Als umfas­sen­de mora­li­sche Idea­le sind Auto­no­mie und Indi­vi­dua­li­tät für eine poli­ti­sche Gerech­tig­keits­kon­zep­ti­on unge­eig­net. Die­se umfas­sen­den Idea­le wer­den daher trotz ihrer Bedeu­tung für das libe­ra­le Den­ken in den Theo­rien Kants und Mills über­zo­gen, wenn sie als ein­zi­ge ange­mes­se­ne Grund­la­ge für einen Ver­fas­sungs­staat dar­ge­stellt wer­den. So ver­stan­den wäre Libe­ra­lis­mus nicht anders als eine wei­te­re sek­tie­re­ri­sche Leh­re. (in: Die Idee des poli­ti­schen Liberalismus)

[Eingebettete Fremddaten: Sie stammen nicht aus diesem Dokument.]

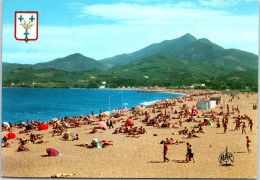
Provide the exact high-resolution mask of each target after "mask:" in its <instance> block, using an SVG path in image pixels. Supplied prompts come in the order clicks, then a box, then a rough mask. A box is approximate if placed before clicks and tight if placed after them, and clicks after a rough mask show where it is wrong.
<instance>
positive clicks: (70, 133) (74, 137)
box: [63, 132, 75, 140]
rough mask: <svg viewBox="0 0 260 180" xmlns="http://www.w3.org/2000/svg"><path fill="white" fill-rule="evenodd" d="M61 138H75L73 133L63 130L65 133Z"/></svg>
mask: <svg viewBox="0 0 260 180" xmlns="http://www.w3.org/2000/svg"><path fill="white" fill-rule="evenodd" d="M63 138H65V139H67V140H73V139H74V138H75V136H74V134H72V132H65V134H64V135H63Z"/></svg>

Kurz­um: Die Öko­no­mie kann nicht der Maß­stab zur Bewer­tung ihrer eige­nen Gül­tig­keit – noch dazu in ethi­schen oder mora­li­schen Fra­gen – sein. Das käme einer Gene­ral­ab­so­lu­ti­on, einer Immu­ni­sie­rung (Karl Pop­per), einer Anma­ßung von Wis­sen (F.A. von Hay­ek) und damit in letz­ter Kon­se­quenz einer Selbst­auf­he­bung gleich. 

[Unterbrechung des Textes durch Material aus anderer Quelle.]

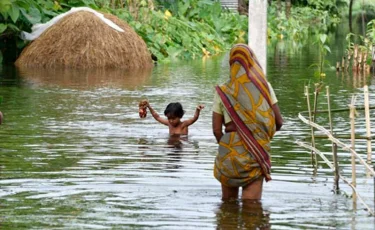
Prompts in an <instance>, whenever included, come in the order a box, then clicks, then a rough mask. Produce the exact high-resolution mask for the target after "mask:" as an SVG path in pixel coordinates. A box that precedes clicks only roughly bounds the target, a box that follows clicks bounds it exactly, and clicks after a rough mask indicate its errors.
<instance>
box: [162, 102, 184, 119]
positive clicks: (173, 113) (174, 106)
mask: <svg viewBox="0 0 375 230" xmlns="http://www.w3.org/2000/svg"><path fill="white" fill-rule="evenodd" d="M184 113H185V111H184V110H183V108H182V105H181V104H180V103H179V102H175V103H169V105H167V108H165V110H164V115H165V116H174V117H179V118H182V116H184Z"/></svg>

Abschlie­ßen­de Bemerkung: 

Auch ange­sichts der auf­ge­führ­ten Gegen­ar­gu­men­te liest man das Buch Moral der Märk­te mit Gewinn, zumal es dem Autor, wie bereits erwähnt, gelingt, sei­ne Posi­ti­on mit einer schlüs­si­gen Argu­men­ta­ti­on zu bele­gen. Dass er dabei ande­re Posi­tio­nen nicht berück­sich­tigt, ist natür­lich und letzt­lich auch unum­gäng­lich, wenn man nicht die Absicht hat, eine Mono­gra­phie über meh­re­re hun­dert Sei­ten zu ver­fas­sen. Wüh­le weist an eini­gen Stel­len nach, dass der Markt, ent­ge­gen einer weit ver­brei­te­ten Ansicht, durch­aus zum Woh­le aller agie­ren kann – und das auch häu­fig macht. Inso­fern ist das Buch ein wich­ti­ger Bei­trag, der zu mehr Diver­si­tät in der Dis­kus­si­on um die Vor- und Nach­tei­le der Öko­no­mie bei­trägt. Ob die Öko­no­mie aller­dings das Zeug hat, die Grund­la­ge einer neu­en Ethik zu bil­den, darf indes bezwei­felt wer­den; wohl aber ver­fügt die Öko­no­mie über ethi­sche Eigen­schaf­ten, die ihr bis­her abge­spro­chen wur­den. Das in die­ser Form her­aus­ge­stellt zu haben, ist kein gerin­ges Ver­dienst des Autors.